From: janis_papanagnou+ng@hotmail.com   
      
   On 24.10.2025 19:14, Kaz Kylheku wrote:   
   > On 2025-10-24, Janis Papanagnou  wrote:   
   >> On 24.10.2025 16:35, Michael S wrote:   
   >>> On Fri, 24 Oct 2025 15:36:58 +0200   
   >>> Janis Papanagnou  wrote:   
   >>>   
   >>>> On 24.10.2025 09:53, Rosario19 wrote:   
   >>>>>   
   >>>>>   
   >>>>>> into the above pair of functions, or anything similar.   
   >>>>>>   
   >>>>>> That's not ordinary optimization of the type which improves the   
   >>>>>> code generated for the user's algorithm; that's recognizing and   
   >>>>>> redesigning the algorithm.   
   >>>>>>   
   >>>>>> The line between those is blurred, but not /that/ blurred.   
   >>>>>   
   >>>>> int fib1(int n){return fib_tail(0, 1, n);}   
   >>>>>   
   >>>>> is different from   
   >>>>>   
   >>>>> int fib(int n){if(n<2) return 1;return fib(n - 1) + fib(n - 2);   
   >>>>>   
   >>>>>   
   >>>>> both these function calculate from the 0 1  the number result, but   
   >>>>> fib() start to calculate from n goes dowwn until n=0, than goes up   
   >>>>> until n=input, instead fib1() go only down for n. It seen the calls   
   >>>>> (fib has 2 call each call... instead fib_tail() just 1), I think   
   >>>>> fib() is O(n^2) instead fib1 is O(n).   
   >>>>   
   >>>> It's worse; it's O(2^N).   
   >>>>   
   >>>> Janis   
   >>>>   
   >>>   
   >>> Actually, the number of calls in naive recursive variant = 2*FIB(N)-1.   
   >>> So, O(1.618**n) - a little less bad than your suggestion.   
   >>   
   >> It's new to me that O-complexities would be written with decimals.   
   >>   
   >> You also don't say that 'insertion sort' is O((N^2)/2); it's O(N^2).   
   >   
   > I think, whereas constant factors and constant terms are understood not   
   > to matter in asymptotic complexity, the choice of exponential base in   
   > exponential complexity does.
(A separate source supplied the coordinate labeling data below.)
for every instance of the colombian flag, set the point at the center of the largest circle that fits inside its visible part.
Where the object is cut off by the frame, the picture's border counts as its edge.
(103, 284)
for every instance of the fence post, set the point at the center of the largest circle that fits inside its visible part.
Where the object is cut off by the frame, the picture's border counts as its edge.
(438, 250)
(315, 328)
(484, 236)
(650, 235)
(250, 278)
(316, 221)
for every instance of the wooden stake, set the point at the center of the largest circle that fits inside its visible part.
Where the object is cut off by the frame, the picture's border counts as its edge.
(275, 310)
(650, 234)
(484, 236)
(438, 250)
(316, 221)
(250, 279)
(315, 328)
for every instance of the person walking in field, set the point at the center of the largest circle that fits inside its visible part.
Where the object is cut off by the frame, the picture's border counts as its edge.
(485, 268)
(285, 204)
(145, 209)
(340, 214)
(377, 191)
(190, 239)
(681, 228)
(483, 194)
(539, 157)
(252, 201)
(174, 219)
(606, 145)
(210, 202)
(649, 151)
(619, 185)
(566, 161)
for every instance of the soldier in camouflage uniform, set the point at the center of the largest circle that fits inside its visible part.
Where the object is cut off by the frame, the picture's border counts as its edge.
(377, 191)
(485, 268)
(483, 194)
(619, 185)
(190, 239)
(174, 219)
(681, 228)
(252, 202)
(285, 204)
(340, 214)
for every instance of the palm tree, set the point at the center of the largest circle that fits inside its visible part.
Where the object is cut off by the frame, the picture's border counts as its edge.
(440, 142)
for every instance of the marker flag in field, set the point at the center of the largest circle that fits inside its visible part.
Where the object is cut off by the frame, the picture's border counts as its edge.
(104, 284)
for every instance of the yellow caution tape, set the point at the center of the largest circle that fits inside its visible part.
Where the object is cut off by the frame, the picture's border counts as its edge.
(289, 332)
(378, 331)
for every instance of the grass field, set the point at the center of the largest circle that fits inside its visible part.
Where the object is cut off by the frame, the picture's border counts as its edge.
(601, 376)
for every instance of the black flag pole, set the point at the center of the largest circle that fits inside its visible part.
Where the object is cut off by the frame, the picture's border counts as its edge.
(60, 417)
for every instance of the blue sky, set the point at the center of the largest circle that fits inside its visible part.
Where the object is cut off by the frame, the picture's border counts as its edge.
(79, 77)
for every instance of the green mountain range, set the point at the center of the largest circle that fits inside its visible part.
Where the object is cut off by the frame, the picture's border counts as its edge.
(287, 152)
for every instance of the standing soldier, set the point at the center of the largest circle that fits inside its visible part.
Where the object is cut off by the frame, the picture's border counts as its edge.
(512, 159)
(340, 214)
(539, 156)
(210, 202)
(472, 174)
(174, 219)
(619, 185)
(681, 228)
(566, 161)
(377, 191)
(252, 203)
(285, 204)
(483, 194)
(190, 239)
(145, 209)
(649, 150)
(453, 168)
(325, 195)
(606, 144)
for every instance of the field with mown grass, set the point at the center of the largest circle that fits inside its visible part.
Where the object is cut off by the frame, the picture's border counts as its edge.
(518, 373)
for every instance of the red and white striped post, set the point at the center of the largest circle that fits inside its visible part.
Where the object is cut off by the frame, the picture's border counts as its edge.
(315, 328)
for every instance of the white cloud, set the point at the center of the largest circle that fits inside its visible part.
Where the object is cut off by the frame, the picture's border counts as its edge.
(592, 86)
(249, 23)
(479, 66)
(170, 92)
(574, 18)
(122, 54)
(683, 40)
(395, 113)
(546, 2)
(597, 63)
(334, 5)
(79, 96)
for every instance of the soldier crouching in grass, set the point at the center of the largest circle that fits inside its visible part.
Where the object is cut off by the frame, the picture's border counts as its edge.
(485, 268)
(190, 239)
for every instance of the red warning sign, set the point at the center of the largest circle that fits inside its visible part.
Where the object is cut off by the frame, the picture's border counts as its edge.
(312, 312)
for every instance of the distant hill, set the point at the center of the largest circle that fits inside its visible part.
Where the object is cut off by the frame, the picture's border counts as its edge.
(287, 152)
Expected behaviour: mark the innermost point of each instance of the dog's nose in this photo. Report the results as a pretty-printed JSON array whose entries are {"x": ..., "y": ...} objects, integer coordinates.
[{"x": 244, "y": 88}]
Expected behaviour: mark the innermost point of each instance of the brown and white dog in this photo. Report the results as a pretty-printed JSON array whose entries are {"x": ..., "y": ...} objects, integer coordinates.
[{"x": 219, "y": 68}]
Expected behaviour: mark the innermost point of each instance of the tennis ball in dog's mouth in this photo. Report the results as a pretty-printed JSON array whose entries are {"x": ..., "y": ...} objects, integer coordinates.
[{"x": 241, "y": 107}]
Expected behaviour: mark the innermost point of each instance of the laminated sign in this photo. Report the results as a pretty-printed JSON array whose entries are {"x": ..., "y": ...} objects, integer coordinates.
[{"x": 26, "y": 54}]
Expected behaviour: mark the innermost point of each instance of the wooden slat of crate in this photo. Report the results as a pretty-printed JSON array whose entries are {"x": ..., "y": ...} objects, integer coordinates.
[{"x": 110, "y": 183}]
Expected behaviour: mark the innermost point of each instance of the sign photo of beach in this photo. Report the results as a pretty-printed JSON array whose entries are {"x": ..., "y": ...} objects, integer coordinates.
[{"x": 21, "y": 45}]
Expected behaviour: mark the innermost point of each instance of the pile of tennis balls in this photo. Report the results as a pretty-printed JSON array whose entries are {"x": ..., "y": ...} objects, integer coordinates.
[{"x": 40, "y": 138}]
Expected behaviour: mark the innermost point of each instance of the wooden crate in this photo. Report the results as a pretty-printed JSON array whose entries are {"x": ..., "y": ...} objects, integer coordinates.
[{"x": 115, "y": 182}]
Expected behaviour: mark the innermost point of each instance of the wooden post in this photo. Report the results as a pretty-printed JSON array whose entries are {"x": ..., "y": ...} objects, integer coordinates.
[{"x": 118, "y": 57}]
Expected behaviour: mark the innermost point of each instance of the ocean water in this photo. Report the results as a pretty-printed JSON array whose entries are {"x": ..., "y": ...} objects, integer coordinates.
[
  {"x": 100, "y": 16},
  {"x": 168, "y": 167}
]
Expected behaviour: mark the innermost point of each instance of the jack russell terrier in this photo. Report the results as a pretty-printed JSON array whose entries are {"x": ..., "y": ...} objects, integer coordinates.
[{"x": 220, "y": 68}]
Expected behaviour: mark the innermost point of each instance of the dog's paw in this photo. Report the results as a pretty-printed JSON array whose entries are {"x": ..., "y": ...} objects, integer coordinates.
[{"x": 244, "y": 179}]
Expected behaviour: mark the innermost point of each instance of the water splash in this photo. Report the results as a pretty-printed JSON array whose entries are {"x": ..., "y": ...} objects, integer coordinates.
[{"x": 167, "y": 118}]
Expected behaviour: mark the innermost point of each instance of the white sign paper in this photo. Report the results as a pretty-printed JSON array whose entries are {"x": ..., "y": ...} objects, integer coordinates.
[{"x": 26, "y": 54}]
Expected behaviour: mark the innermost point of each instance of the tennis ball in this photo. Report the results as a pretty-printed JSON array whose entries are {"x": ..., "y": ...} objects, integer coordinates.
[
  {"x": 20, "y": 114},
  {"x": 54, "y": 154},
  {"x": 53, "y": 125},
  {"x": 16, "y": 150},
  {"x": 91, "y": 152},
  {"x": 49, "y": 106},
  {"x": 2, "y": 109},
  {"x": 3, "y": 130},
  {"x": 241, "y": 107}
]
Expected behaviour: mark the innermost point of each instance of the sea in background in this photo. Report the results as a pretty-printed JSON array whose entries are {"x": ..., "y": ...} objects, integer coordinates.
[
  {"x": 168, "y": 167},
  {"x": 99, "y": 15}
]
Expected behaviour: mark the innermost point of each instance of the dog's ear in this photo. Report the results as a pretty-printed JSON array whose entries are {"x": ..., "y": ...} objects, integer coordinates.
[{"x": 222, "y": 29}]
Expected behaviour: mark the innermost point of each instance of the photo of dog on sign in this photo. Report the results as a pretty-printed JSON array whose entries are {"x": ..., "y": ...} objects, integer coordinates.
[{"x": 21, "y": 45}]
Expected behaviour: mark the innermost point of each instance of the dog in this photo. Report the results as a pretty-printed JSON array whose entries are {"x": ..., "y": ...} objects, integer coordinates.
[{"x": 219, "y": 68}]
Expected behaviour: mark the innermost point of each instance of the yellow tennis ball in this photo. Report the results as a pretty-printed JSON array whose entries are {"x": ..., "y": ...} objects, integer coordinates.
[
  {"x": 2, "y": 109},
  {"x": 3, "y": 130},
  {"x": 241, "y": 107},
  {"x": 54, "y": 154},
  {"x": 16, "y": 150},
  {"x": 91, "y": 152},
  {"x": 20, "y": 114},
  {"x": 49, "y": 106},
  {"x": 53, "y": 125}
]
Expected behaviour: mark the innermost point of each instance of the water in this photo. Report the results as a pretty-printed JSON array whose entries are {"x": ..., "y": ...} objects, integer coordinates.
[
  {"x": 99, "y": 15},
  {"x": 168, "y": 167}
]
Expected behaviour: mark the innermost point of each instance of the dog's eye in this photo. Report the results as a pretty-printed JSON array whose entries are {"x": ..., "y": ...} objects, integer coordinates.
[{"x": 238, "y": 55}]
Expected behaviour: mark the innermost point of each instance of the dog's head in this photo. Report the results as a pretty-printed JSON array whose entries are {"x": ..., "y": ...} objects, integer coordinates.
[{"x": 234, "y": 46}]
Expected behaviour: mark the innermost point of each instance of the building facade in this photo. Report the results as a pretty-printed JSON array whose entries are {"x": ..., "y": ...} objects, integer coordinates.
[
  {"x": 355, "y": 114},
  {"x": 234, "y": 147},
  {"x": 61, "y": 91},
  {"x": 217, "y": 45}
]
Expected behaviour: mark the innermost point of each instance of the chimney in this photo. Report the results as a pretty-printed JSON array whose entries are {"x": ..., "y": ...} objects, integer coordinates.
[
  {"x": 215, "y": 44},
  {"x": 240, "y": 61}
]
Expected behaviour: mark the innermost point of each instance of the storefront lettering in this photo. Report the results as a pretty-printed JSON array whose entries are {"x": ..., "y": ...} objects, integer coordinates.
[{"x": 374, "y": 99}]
Similarly to the choice of exponent   
   > in the category of polynomial time: e.g. cubic is slower than quadratic.   
      
   I don't know about you, but my (40 years old) knowledge is reflected   
   by the table you find in https://de.wikipedia.org/wiki/Landau-Symbole.   
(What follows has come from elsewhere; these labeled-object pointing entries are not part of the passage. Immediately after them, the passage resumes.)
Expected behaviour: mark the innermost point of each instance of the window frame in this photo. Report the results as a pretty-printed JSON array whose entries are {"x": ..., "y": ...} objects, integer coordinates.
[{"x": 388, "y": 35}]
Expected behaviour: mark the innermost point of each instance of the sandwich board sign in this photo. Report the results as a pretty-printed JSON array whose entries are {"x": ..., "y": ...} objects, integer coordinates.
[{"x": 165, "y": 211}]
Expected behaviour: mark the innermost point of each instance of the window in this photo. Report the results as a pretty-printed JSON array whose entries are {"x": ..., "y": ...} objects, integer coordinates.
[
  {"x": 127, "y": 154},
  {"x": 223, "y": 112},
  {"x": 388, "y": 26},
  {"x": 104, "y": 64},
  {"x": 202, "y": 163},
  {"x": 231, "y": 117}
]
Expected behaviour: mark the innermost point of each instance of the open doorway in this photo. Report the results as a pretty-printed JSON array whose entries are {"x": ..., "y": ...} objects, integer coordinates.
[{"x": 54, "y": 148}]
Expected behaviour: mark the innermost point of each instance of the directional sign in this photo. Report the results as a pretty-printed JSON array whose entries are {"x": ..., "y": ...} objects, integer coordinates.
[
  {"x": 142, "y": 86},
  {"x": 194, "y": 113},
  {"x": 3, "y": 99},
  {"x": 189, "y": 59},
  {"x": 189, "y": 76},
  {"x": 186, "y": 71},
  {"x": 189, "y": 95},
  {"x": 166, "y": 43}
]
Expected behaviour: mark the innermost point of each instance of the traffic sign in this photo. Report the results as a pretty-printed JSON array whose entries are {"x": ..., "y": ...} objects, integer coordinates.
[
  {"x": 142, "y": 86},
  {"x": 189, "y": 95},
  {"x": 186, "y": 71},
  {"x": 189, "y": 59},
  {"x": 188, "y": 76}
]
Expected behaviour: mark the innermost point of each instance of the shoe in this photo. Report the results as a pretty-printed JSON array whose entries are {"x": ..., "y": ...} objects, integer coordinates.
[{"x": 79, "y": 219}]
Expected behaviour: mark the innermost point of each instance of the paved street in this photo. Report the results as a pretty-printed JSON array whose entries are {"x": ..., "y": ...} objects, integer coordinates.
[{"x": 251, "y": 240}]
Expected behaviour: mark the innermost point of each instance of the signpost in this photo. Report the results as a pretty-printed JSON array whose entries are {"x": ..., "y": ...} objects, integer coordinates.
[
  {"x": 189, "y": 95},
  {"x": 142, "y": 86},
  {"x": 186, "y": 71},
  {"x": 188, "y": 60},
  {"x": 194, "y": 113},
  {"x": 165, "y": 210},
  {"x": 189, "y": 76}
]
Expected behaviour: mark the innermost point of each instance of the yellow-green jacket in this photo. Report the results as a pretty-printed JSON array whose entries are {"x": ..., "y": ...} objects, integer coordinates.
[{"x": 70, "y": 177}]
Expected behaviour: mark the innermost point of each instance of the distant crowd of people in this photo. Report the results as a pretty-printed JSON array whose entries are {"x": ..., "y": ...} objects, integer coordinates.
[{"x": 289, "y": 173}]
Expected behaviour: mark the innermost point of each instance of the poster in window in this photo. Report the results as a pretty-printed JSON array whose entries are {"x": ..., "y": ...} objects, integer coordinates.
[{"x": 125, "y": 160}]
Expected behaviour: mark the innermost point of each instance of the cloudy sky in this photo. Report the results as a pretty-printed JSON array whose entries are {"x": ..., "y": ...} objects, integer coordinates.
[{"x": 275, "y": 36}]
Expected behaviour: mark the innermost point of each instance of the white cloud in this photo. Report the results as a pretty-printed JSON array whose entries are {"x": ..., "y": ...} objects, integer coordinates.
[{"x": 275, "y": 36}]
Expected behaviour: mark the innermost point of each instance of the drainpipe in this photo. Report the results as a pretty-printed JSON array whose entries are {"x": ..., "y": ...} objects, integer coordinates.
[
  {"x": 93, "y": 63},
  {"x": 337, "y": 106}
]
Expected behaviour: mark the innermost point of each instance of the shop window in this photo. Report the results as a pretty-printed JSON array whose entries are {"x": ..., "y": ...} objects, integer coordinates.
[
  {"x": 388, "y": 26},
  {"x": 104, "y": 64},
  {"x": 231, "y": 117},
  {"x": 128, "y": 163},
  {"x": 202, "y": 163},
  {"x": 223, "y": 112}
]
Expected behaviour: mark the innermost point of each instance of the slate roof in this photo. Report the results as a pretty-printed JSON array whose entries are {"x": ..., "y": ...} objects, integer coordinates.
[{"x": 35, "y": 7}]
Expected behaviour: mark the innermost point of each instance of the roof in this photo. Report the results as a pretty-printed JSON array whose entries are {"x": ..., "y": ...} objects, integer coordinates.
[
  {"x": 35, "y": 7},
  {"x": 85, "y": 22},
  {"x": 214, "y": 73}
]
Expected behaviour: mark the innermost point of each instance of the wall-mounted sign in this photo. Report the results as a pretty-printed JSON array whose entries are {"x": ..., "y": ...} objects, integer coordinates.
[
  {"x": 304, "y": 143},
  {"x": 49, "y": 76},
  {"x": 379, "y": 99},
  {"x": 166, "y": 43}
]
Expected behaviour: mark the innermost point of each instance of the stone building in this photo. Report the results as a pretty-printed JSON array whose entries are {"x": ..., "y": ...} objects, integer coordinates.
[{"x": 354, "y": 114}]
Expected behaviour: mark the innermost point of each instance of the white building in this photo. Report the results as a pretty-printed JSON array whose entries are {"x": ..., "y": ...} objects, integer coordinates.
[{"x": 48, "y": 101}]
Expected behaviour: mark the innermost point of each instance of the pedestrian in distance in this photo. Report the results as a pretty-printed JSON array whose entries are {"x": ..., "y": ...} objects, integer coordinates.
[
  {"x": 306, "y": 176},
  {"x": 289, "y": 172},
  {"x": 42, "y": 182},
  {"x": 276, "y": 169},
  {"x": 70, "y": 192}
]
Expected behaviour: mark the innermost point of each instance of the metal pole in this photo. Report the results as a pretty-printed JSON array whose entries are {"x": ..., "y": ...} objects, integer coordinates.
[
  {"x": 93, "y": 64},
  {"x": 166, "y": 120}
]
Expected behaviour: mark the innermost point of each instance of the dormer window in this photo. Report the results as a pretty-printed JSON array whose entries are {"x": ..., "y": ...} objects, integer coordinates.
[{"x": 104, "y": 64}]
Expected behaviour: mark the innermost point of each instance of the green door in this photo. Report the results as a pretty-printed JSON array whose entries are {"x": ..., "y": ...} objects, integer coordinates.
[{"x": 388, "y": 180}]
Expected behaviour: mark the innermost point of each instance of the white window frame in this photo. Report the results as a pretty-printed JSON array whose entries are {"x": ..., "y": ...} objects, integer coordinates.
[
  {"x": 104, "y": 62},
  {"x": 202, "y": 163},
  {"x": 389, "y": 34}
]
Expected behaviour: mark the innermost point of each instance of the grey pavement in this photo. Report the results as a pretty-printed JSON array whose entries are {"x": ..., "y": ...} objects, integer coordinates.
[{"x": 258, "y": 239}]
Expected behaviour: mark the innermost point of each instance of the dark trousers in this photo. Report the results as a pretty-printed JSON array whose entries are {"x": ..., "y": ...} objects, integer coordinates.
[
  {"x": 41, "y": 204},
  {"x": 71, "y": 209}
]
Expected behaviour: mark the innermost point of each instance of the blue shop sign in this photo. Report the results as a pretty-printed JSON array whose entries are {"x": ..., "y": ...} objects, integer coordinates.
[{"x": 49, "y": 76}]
   We have differentiated O(1), O(log log N), O(log N), O(N), O(N log N),   
   O(N^2), O(N^3) - other O(c^N) for c>3 were practically "irrelevant";   
   no need to show me an example of O(N^4), or O(N^3 log N), I know there   
   are examples - O(2^N), and O(n!). (There are two more listed on Wiki.)   
   (Just note that all listed complexity classes are here(!) functions on   
   N alone, where "1" is "N^0" and the "N^M" just an abbreviated notation   
   to not list the individual mostly anyway irrelevant exponents.)   
      
   I think that if we compare, as done here, different complexity classes,   
   O(N) vs. O(2^N) the decimals are anyway irrelevant! If we're comparing   
   functions within the same class O(2^N) it makes sense to differentiate   
   an O(2^N) complexity with concrete numbers of 1.618**n vs. 2**n.   
   But we've never said that these two were different complexity classes.   
      
   The class O(a^N) (for a>1) is anyway just called exponential complexity.   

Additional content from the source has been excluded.